UniBone: Linux-to-DEC-UNIBUS-bridge, year #1

Paul Koning paulkoning at comcast.net
Fri Nov 22 13:22:53 CST 2019

> On Nov 22, 2019, at 2:09 PM, Tom Uban <tom at figureeightbrewing.com> wrote:
> On 11/22/19 1:01 PM, Paul Koning via cctalk wrote:
>>> On Nov 21, 2019, at 10:13 PM, Chris Zach via cctalk <cctalk at classiccmp.org> wrote:
>>> I *think* (and this is putting the wayback hat on) that the RH11 originally was the controller for the RS03 and RS04 fixed head disk drives. The dual Unibus was so you could put them on Unibus A for talking to the 11/45's main bus with data transfers ripping across Unibus B directly to the dual-ported memory on the 45.
>>> Thus one of the Unibus ports didn't need to worry about arbitration (it was the only thing on the bus) and could stream data from the (very quick) RS03/04's right into memory for the ultimate swap device.
>> Nice swap device, certainly.  But the RS04 isn't actually all that fast.  The book says 4 microseconds per word, compare that with the RP04 at 2.5 microseconds per word.  I remember we got an RP04 on our college 11/45 in 1974 or early 1975, but that one still had an RF11 swapping disk.  So it's not clear to me which came first.
> But being a fixed head drive, the RS04 has no seek latency, so probably faster overall than a moving
> head drive.

Absolutely, that makes it great for swapping.  But the RH11 issue is purely about transfer rate, and for that concern the RS04 is just not a problem at all.

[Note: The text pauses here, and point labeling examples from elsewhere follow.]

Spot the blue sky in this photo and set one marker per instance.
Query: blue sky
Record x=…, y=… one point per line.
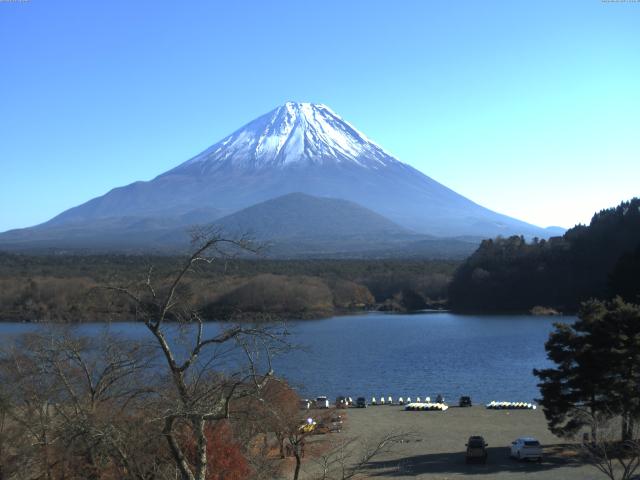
x=528, y=108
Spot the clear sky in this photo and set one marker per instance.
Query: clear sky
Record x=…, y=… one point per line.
x=530, y=108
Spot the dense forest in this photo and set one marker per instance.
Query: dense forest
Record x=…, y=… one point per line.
x=70, y=288
x=600, y=260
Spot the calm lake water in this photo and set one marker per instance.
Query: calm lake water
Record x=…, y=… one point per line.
x=485, y=356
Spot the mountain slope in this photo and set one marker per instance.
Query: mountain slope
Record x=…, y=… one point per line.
x=301, y=216
x=600, y=260
x=298, y=147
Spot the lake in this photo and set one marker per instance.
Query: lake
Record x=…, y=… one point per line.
x=488, y=357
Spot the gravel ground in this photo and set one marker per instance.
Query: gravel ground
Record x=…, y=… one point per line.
x=437, y=448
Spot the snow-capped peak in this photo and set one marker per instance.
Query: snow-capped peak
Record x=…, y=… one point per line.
x=293, y=134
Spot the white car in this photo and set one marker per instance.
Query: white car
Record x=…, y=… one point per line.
x=526, y=447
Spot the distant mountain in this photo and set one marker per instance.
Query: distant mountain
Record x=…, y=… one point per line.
x=600, y=260
x=298, y=147
x=301, y=216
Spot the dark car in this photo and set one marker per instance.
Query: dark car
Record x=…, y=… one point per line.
x=476, y=449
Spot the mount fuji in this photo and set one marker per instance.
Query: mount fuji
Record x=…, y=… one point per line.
x=297, y=148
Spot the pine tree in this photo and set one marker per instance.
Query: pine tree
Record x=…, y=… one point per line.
x=597, y=368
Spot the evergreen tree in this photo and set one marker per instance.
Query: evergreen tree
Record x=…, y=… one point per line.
x=597, y=368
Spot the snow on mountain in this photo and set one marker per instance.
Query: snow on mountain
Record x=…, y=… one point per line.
x=292, y=134
x=298, y=147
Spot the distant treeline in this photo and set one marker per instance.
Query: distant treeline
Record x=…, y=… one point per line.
x=71, y=288
x=596, y=261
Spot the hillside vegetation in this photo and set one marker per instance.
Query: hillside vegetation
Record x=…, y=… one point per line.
x=70, y=288
x=596, y=261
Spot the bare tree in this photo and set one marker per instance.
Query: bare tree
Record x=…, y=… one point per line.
x=202, y=382
x=75, y=400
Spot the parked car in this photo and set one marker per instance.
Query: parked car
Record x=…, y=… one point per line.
x=476, y=449
x=525, y=448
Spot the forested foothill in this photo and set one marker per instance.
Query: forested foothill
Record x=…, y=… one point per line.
x=70, y=288
x=600, y=260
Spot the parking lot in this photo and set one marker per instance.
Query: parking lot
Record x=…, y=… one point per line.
x=436, y=449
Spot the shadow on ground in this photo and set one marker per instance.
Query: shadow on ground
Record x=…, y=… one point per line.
x=498, y=461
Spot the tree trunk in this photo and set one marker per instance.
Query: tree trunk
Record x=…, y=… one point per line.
x=627, y=426
x=296, y=473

> We had an RS04 swap device on our 11/70 at Purdue Electrical Engineering Network running BSD Unix.
> It had been running for so long that the disk/head lubricant had worn away. If it was ever spun
> down, it would have to be hand spun to overcome the initial friction, but then it was fine.

Our college RF11 ran into this, but in that case some of the plastic involved apparently melted, gluing the heads to the platter.  The local field service tech rebuilt the drive, on site (!), replacing platter and heads and reformatting the timing track.  Worked fine.  An impressive performance, one certainly not to be expected from his younger "just swap the board" technicians.